Trailer Wiring Finally Installed
After waiting for a detailed post on just how to wire the Bolt for a trailer, I decided to proceed. What follows is how my Bolt was successfully wired. I had this done by a mechanic I trust and the process took over 2 hours. It would probably be much quicker when one knows where to find the wires. Since I didn’t do the actual work, I can only give a description of what I saw.
1. I purchased a Tekonsha ZCI harness
#119250 to avoid splicing into the wiring of the Bolt. The harness wires clamp around each corresponding car wire and pick up the signal of an electric current flow. That means four clamps (right and left turn, brake, taillight) The harness could be removed with no damage to the original Bolt wiring.
2. As many probably already know, the brake and tail light functions in the bumper work only when the tailgate is open. This means we had to access brake and taillight wires somewhere upstream from the tailgate lights, not the bumper lights. Maybe someone can figure how to defeat the GM system that activates the bumper brake and tail lights only with the tailgate open. This would make trailer wiring easier.

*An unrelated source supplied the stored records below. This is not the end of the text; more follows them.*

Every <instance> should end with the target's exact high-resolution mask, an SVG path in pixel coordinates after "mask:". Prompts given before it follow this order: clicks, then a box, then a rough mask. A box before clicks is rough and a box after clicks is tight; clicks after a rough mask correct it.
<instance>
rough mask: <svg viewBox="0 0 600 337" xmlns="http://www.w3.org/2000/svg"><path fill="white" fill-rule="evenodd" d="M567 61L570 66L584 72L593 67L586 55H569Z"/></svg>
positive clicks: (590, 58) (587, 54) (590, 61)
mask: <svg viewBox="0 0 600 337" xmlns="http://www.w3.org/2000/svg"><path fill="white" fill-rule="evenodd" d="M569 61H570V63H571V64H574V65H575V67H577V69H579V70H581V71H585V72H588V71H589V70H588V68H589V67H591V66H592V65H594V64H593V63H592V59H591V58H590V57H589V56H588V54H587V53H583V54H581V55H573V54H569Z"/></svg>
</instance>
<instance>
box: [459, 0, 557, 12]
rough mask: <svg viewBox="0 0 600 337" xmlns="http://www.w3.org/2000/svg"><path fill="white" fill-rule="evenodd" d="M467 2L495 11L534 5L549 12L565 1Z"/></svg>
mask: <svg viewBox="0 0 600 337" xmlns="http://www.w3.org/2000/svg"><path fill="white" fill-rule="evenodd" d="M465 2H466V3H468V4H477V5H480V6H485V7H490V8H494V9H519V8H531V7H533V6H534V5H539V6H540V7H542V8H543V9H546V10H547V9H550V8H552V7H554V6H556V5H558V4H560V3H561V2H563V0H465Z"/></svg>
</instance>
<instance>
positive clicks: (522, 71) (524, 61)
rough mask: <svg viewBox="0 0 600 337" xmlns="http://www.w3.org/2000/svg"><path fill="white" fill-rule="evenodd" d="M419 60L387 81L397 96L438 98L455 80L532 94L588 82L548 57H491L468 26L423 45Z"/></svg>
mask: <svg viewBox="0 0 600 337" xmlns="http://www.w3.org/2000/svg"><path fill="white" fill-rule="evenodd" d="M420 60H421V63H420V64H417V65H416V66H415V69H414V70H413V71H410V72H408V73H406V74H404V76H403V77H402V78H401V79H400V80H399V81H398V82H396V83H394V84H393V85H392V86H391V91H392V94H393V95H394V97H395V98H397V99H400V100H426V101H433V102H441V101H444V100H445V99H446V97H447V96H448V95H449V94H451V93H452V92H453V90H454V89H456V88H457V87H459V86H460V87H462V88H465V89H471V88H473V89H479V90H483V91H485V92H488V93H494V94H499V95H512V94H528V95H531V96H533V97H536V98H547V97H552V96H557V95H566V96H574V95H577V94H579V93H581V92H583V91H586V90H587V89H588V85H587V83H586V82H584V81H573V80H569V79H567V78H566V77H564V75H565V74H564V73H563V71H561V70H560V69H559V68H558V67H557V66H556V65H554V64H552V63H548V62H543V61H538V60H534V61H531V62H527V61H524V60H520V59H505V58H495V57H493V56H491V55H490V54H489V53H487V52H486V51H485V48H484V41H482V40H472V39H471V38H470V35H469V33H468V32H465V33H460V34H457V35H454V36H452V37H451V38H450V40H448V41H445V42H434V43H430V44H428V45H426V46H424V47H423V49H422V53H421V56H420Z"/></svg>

3. The right and left turn signals can be activated from the bumper wiring and those are accessible on each side behind the bumper itself.
4. The brake and taillight wiring was accessed by removing the upper rear panel (right or left, don’t need both) in the cargo area. We used the left rear panel. (see photos) Remember the Tekonsha clamps are directional so it matters how they are applied over the wires. The current runs upward toward the roof. Otherwise the attachment process is straight forward.
5. The Tekonsha control unit was attached behind the lower left panel and the trailer wire fed behind the rear panel (which was removed) and then down and out behind the bumper where the trailer hitch had been installed. There was a notch already there from the hitch.
6. The harness needs its own separate and fused 12V line which was fed from the battery (under the hood) and then below the car, coming up in front of the bumper into the same area that the trailer plug exits. Twist ties hold it to the frame but the wire is outside the car. I’m not sure what it would have taken to somehow tunnel it inside the car and still not be visible.
7. The Tekonsha module has a “learn” function, so if it doesn’t work at first it may need to be “taught”.
Feeding some of the wiring without a lift to get under the Bolt could be a real pain.
So far the unit works perfectly. I hope it was built to last since accessing the wiring is not the simplest. Hope this helps others who are planning on installing trailer wiring.